I made my first ever lasagna. It wasn’t a total disaster but it certainly wasn’t worth the ridiculous amount of time and effort I put into it. I think I like the idea of cooking more than the actual cooking. I’m hoping to get better but I don’t think I will ever be really good at it. My idea of the perfect recipe is one with 6 ingredients or less that takes no more than 30 minutes to make, has no more than 500 calories per serving and is low in sodium and fat. Did I mention it needs to taste good too? I have about 3 recipes that meet all of the criteria, if I can expand it to 30 I will be overjoyed.
I haven’t spent a lot of time on photography yet, although I am getting some things posted on my website. I am not impressed with the photo album capability on the site but at least I’m getting something out there. For anyone who missed my retirement slide show, most of the photos will be on the site in one of the folders.
Oops, I think it’s time for bed.
On May 28th, ten days before my 46th birthday and less than a month before what would have been my 24th anniversary with Target Corporation, I “retired.” I use the word retired because I did not leave to take another job, nor do I intend to ever work in a traditional job again. In the spirit of that intent, my director and HR were kind enough to throw me a really classy and very fun retirement party. With cake. (I use the quotation marks around the word retired because the government doesn’t officially recognize retirement before the age of 55. So consider it sort of a CYA, if you will.)

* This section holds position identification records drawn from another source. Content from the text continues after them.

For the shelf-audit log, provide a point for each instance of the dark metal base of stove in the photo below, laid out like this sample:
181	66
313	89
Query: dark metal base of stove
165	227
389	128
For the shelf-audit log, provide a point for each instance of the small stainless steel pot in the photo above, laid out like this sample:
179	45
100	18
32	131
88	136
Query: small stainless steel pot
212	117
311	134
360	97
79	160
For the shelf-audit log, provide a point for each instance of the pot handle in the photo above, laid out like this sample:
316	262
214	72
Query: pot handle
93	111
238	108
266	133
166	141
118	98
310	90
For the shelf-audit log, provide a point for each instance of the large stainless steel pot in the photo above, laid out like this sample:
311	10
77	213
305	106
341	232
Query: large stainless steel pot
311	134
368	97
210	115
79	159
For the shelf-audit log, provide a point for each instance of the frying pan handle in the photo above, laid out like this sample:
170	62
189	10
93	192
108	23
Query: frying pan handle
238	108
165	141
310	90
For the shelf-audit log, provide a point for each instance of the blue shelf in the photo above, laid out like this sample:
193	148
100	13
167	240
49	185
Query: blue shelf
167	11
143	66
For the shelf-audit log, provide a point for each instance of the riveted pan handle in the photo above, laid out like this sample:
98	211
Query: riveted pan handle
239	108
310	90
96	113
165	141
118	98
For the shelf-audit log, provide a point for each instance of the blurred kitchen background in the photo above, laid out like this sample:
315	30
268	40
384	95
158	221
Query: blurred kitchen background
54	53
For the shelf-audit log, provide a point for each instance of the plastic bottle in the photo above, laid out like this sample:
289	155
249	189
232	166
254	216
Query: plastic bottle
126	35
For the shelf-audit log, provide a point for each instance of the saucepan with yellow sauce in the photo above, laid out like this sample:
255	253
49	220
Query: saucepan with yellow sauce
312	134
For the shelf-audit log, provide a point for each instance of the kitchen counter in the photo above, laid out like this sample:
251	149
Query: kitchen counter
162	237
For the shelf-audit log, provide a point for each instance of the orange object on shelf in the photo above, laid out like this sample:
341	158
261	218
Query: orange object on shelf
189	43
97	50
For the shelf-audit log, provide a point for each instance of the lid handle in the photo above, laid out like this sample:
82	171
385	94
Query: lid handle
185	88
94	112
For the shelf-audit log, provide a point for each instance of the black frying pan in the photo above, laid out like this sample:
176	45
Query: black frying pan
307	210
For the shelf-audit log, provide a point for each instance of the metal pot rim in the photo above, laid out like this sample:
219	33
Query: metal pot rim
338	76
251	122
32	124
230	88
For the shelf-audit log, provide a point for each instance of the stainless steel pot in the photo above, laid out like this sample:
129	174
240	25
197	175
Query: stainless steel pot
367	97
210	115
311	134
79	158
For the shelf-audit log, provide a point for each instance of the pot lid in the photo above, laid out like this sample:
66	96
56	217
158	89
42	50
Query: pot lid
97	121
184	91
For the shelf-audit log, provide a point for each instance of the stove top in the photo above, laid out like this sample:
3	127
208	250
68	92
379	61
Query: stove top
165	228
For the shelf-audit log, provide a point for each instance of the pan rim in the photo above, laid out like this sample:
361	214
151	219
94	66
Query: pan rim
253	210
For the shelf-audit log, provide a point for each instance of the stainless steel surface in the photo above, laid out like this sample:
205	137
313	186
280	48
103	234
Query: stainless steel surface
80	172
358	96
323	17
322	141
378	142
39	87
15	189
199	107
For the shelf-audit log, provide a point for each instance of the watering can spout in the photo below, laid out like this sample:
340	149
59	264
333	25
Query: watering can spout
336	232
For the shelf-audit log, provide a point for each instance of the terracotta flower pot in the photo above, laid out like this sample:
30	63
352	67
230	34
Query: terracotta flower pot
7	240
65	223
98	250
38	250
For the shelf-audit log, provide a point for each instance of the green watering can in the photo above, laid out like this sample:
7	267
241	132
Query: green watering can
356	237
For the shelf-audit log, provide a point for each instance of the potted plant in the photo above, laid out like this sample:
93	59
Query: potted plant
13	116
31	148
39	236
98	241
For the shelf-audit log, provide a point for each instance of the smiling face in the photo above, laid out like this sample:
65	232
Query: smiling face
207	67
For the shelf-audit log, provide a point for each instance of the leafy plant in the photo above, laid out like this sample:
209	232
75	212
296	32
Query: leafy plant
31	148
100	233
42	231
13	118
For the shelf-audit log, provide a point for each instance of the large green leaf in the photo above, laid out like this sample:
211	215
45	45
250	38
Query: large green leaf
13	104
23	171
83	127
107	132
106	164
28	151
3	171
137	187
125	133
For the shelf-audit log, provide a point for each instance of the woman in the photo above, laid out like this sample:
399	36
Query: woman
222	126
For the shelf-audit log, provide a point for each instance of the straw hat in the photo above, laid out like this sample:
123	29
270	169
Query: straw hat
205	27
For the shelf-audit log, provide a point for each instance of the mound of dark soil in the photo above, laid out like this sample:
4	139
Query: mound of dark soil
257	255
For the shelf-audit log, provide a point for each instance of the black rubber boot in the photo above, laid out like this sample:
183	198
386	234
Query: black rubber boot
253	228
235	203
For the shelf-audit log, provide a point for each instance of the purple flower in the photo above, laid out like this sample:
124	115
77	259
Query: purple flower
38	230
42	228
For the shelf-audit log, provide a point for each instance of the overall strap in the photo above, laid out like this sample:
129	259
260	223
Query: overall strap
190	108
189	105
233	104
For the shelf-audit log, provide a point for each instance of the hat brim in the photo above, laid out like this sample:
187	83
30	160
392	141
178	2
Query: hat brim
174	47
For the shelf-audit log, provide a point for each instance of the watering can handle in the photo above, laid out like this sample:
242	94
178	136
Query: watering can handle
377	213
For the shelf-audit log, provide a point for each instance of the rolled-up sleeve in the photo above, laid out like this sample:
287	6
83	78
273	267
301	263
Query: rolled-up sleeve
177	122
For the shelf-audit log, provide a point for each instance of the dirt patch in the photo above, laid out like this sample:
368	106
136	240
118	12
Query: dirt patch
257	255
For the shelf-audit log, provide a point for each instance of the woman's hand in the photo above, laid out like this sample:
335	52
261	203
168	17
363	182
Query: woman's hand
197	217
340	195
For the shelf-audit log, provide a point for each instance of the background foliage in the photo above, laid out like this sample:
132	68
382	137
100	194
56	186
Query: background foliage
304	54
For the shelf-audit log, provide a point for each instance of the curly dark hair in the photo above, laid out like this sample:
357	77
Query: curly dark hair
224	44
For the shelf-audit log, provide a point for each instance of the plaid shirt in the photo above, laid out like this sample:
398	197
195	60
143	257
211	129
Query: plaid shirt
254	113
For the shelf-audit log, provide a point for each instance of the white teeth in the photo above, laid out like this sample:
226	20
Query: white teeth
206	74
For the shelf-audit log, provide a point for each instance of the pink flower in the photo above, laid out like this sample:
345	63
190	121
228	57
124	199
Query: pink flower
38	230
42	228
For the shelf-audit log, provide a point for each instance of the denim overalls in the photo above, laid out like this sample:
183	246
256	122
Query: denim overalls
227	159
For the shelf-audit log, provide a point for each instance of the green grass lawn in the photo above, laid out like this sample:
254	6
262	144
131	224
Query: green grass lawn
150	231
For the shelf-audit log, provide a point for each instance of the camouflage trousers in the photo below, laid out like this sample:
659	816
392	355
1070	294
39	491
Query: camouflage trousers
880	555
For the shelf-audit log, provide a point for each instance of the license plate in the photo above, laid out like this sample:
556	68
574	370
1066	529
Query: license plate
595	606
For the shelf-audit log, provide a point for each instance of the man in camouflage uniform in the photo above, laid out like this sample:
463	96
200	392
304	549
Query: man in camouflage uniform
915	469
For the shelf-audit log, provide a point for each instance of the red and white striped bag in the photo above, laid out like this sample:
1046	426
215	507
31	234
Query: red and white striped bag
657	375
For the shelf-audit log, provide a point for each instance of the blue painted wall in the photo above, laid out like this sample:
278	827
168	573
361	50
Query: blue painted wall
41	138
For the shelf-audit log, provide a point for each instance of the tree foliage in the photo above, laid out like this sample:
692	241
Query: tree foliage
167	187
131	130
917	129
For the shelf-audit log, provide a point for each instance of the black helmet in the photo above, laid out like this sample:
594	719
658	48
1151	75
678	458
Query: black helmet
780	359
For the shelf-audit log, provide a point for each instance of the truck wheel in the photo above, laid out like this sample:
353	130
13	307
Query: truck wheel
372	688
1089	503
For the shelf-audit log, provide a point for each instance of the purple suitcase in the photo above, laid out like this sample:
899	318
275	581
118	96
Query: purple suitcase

When I announced my retirement, I received one of two reactions from people. The first was along the lines of “I hate you/I’m so jealous” and the second was some variation of “Take me with you.” So I think it’s fair to say that the idea of a really early retirement appeals to a lot of people. Of course it leads to an obvious question – what next? This blog is part of the answer. I would never have made the time to do something like this while I was working. I also have a lot of ambitious travel plans and the desire to do a lot more with my photography. That feels like enough for the short term. Maybe in a year or so I’ll need something else. Or maybe not.